The council is not the same as a bank or a building society, and we can only do this if you are unable to make decisions about your own money.  We call this ability to make decisions 'capacity'.  We cannot manage your money just because we don't agree with how you are spending it.

If you want the council to become your Appointee then please speak to the person who provides or arranges your care and they will help you to arrange this, or they may suggest this to you.

As your Appointee, the council will arrange to receive your state benefits and to pay your bills, managing your money for you.

Contact

Revenues and Benefits
Phone: 020 8215 3000 
Email: Benefits@lbbd.gov.uk

Power of attorney, court of protection, becoming a deputy

There may come a time when it becomes necessary for someone else to manage your financial affairs or make decisions on your behalf if you are unable to do so yourself. This may be due to a learning disability, mental health needs or because of an illness, such as dementia. It can make dealing with important choices a real problem.

If this happens, you may need to give someone else (if you are able to do so) the legal power to make some important decisions for you. This is called making them an Attorney. The Mental Capacity Act 2005 (MCA) protects people aged 16 and over who cannot make these particular decisions.

The person you choose as your Attorney could be a responsible relative, friend or professional. On the other hand, if someone asks you to be their Attorney, it's important that you know exactly what it involves.

The best way to do this is to draw up a legal agreement known as a Lasting Power of Attorney. You need to think carefully about this as a Lasting Power of Attorney is a powerful and important legal document. This is because of the power it gives a person you nominate to deal with your finances and make specific decisions for you. You should speak to a solicitor who has experience of preparing Lasting Power of Attorneys and ask for their advice.
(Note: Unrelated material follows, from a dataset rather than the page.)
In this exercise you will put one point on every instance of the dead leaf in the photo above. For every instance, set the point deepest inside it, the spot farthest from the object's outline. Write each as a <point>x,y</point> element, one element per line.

You will probably have to pay for this.

There are two types of Lasting Power of Attorney:

  • a Property and Affairs Lasting Power of Attorney enables you to make decisions on someone else's behalf about their property and affairs when they are no longer able to do so. This can include paying bills, managing a bank account or selling property
  • a Health and Welfare Lasting Power of Attorney enables you to make decisions on someone else's behalf about their health and personal welfare, such as giving consent to medical treatment or deciding where they should live

Anyone aged 18 or over who is capable of doing so can make a Lasting Power of Attorney and can choose one or more Attorneys to include a replacement Attorney. Attorneys must act in the person’s best interests and consider their needs and wishes as far as possible.

The best place to start is the Office of the Public Guardian which has information about the Court of Protection process and the two types of Lasting Powers of Attorney. It can also help you to plan for the future.

The Office of the Public Guardian can advise how to prepare a Lasting Power of Attorney document and it will need to be registered with them before it can be used. There will be a cost of £110 (March 2015) (March 2015) for this unless you are eligible for a fee exemption or reduction.  If you approach a solicitor to assist you with the process it may cost more.

More information can be found at the Office of the Public Guardian website.

Where no Enduring or Lasting Power of Attorney exists you can apply to the Court of Protection to make decisions on behalf of someone who may lack capacity to do so themselves. A deputy order can relate to making decisions about finances or personal welfare. 

Court of protection deputy information can be found on the GOV.UK website.

The Law Society has a database, which you can search in order to help you find a local solicitor.